Ora però uno studio della Perelman School of Medicine della University of Pennsylvania (Usa) ha individuato un biomarcatore in grado di distinguere quelli che un giorno potrebbero diventare melanomi. Il biomarcatore in questione, descritto sull’American Journal of Pathology, è il gene p15: minore è l’espressione del gene nelle cellule di un neo, maggiore è il rischio che si trasformi in un melanoma.
GENE P15: INIBISCE LA PROLIFERAZIONE DELLE CELLULE DEI NEI
La maggior parte dei melanomi sono causati da mutazioni che inducono le cellule a replicarsi in modo incontrollabile, contrariamente a quanto fanno invece i nei composti da cellule non cancerose che hanno le stesse mutazioni.
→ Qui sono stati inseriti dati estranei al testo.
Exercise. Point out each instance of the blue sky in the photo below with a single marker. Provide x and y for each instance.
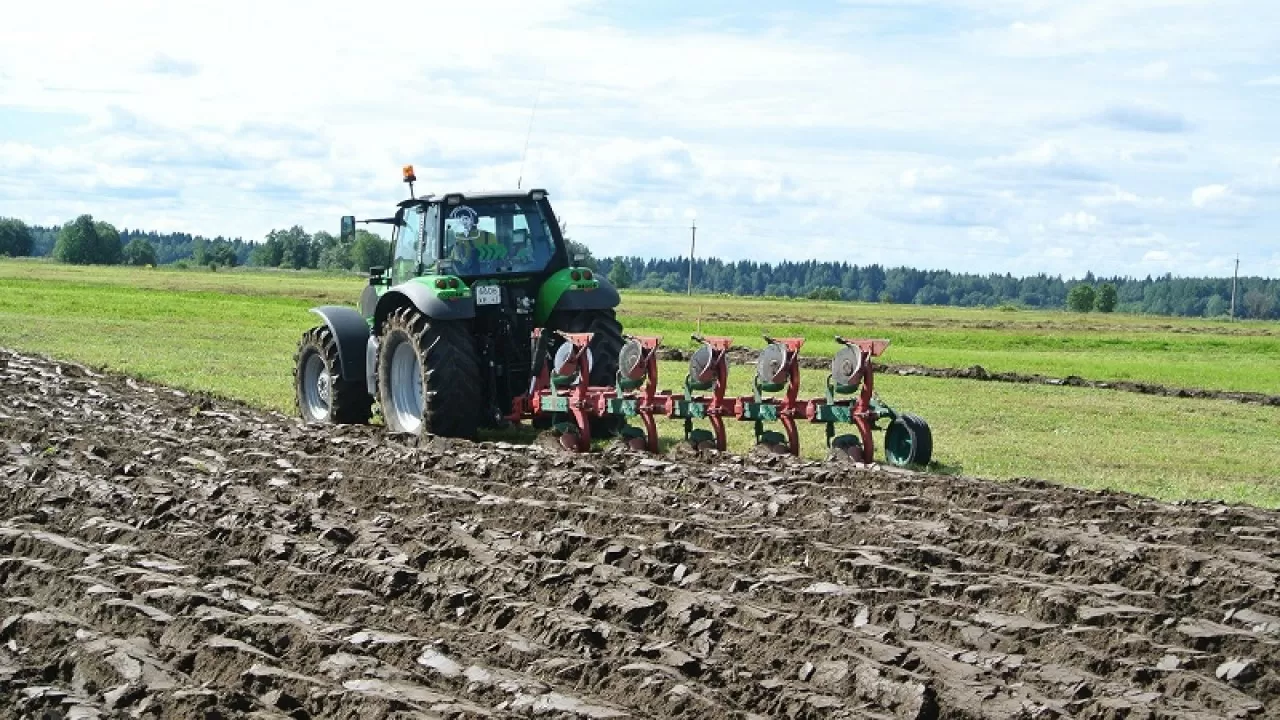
(1121, 137)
Tuttavia, cambiamenti nei livelli di espressione genica possono trasformare i nei in melanomi. Per i dermatologi tra il 30 e il 40 per cento dei casi di melanoma possono verificarsi in associazione con un neo. Per questo i medici vorrebbero essere in grado di distinguere meglio tra i nei normali e quelli che possono diventare un melanoma. Nel nuovo studio i ricercatori hanno scoperto che bassi livelli del gene p51 potrebbero indicare che un neo si sta trasformando in melanoma. Il ruolo di p15, infatti, sarebbe quello di inibire la proliferazione delle cellule dei nei.
BIOMARCATORE POTREBBE ENTRARE NELLA PRATICA CLINICA TRA 1-2 ANNI
Per dimostrarlo i ricercatori hanno «macchiato» nei e melanomi con anticorpi p15 e p16 (quest’ultima è un’altra proteina associata con il melanoma, ma i maniera ridotta). Successivamente gli scienziati hanno misurato il «livello di colorazione» in modo da determinare un punteggio associato con il livello di proteine nelle cellule. Così, il test ha stabilito che, se il livello di colorazione è alto allora si è di fronte a un neo “benigno”, mentre se il livello di colorazione è basso è molto probabile che ci sia una corrispondenza con un melanoma. I livelli di p16, tuttavia, hanno una minore corrispondenza rispetto a quelli di p15. «Abbiamo dimostrato che l’espressione di p15 è un biomarcatore affidabile per distinguere un neo da un melanoma», spiega John T.
Seykora, autore dello studio. «Speriamo che questa nuova scoperta aiuterà i medici a capire se un neo si trasformerà (o meno) in melanoma», conclude lo scienziato, aggiungendo che i risultati di questo studio potrebbero trovare applicazione in clinica, o almeno così spera, nel giro di 1 o due anni.
NEI A RISCHIO VENGONO INDIVIDUATI IN BASE A CARATTERISTICHE ESTETICHE
Attualmente un neo «a rischio» viene individuato in base a una serie di caratteristiche che possono essere riassunte nella sigla «ABCDE», dove A sta per «Asimmetria» nella forma (un neo benigno è generalmente circolare o comunque tondeggiante, un melanoma è più irregolare); B come «Bordi» irregolari e indistinti; C come «Colore» variabile (ovvero con sfumature diverse all’interno del neo stesso); D come «Dimensioni» in aumento, sia in larghezza sia in spessore; ed E come «Evoluzione» del neo che, in un tempo piuttosto breve, mostra cambiamenti di aspetto.
Altri campanelli d’allarme che devono essere valutati da un medico sono un neo che sanguina, che prude o che è circondato da un nodulo o da un’area arrossata.